Deputi Bidang Statistik Distribusi dan Jasa BPS Ateng Hartono menyampaikan data tersebut. Ia menyebut surplus naik dibandingkan Januari 2026 yang mencapai US$0,95 miliar.
“Pada Februari 2026, neraca perdagangan barang mencatat surplus sebesar US$1,27 miliar. Indonesia telah mencatat surplus selama 70 bulan berturut-turut,” kata Ateng, Senin (1/4/2026).
Ateng menjelaskan nilai ekspor Indonesia pada Februari 2026 mencapai US$22,17 miliar. Nilai ini naik 1,01% dibandingkan periode yang sama tahun sebelumnya. Ekspor nonmigas mencapai US$21,09 miliar dan naik 1,30% secara tahunan. Ekspor migas turun 4,25% menjadi US$1,08 miliar.
Kenaikan ekspor terutama berasal dari komoditas lemak dan minyak nabati, nikel, serta mesin dan perlengkapan elektrik.
Di sisi lain, nilai impor Februari 2026 mencapai US$20,89 miliar. Nilai ini naik 10,85% secara tahunan. Impor nonmigas naik 18,24% menjadi US$18,90 miliar, sedangkan impor migas turun 30,36% menjadi US$2 miliar.
BPS mencatat surplus perdagangan bertumpu pada sektor nonmigas. Surplus nonmigas mencapai US$2,19 miliar. Komoditas utama penyumbang surplus meliputi minyak dan lemak hewani nabati, bahan bakar mineral, serta besi dan baja.

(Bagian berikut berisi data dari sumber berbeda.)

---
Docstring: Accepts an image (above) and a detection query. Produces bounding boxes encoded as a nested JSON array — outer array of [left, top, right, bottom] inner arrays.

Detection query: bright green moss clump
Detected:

Sejumlah ekonom memperkirakan surplus neraca dagang tetap berlanjut, tetapi nilainya berpotensi menyempit. Mereka menilai kenaikan impor dapat menekan surplus ke kisaran US$0,84 miliar pada Februari 2026.
Para analis menyoroti faktor eksternal seperti harga komoditas, kebutuhan bahan baku, dan aktivitas industri domestik. Mereka menilai gejolak geopolitik di Timur Tengah belum berdampak signifikan pada periode tersebut karena eskalasi baru terjadi pada awal Maret 2026.
Di sisi lain, sebagian analis memproyeksikan surplus mencapai US$1,49 miliar. Mereka menilai penurunan impor secara bulanan dapat mendorong surplus lebih tinggi. Mereka juga mencatat jumlah hari kerja yang lebih sedikit pada Februari memengaruhi aktivitas perdagangan.